Spark UDAF with window function & Groupby

Spark UDAF with window function & Groupby

Apache Spark has become de-facto framework for big data processing . Spark has great library support for UDF (user defined function) and UDAF(user defined aggregate function).

Recently got chance to work on Spark UDAF. Let's say below is the input dataframe ( I am using Spark 3.0 for this UDAF development )

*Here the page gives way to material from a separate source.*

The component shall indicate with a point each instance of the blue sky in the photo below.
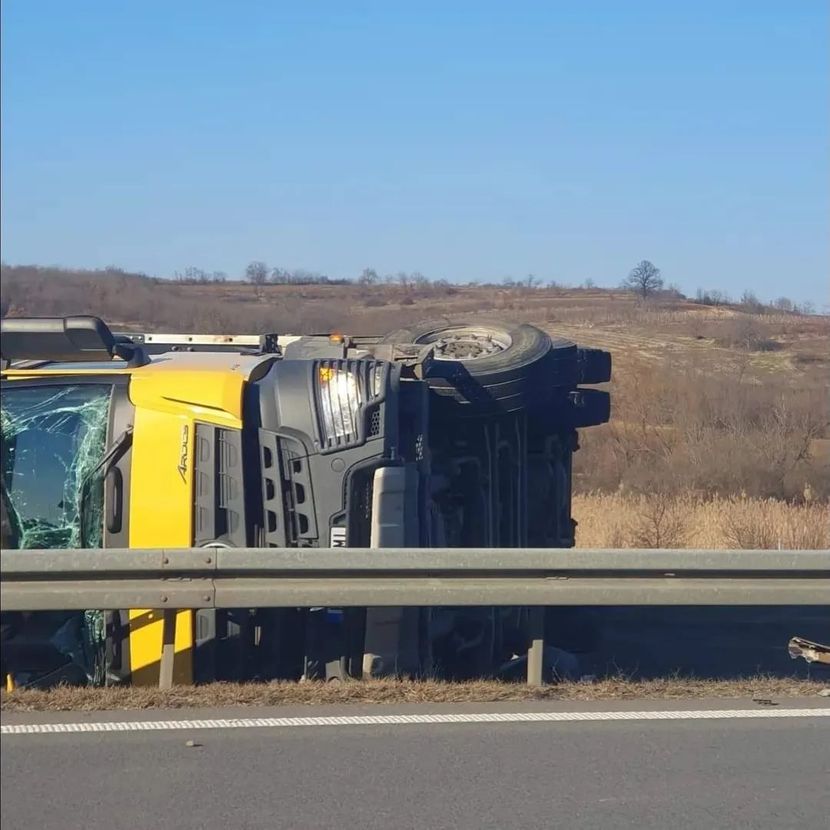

+--------+---------+-------+
|emp_name|dept_name|dept_id|
+--------+---------+-------+
|  deepak|     IT_1|    100|
|  deepak|     IT_2|    100|
|  pankaj|Banking_1|    200|
|  pankaj|Banking_2|    200|
+--------+---------+-------+        

And we need something like below as output (some sort of custom aggregate ), where we want to concat two string column and perform some aggregation to collect name & dept as pair list with '::' as separator like below :-

+--------+---------+-------+--------------------------------------------+
|emp_name|dept_name|dept_id|names_list                                  |
+--------+---------+-------+--------------------------------------------+
|pankaj  |Banking_1|200    |{[pankaj :: Banking_1, pankaj :: Banking_2]}|
|pankaj  |Banking_2|200    |{[pankaj :: Banking_1, pankaj :: Banking_2]}|
|deepak  |IT_1     |100    |{[deepak :: IT_1, deepak :: IT_2]}          |
|deepak  |IT_2     |100    |{[deepak :: IT_1, deepak :: IT_2]}          |
+--------+---------+-------+--------------------------------------------+        

To get above we are going to write Spark UDAF in Java . First we going to create 3 classes

ListAggrUDAF.java : Main UDAF class
ListAggrBuffer.java : Class to hold grouped results.
ListAggrContainer.java : Final output object        

Below is the main UDAF class, which perform aggr on the grouped record.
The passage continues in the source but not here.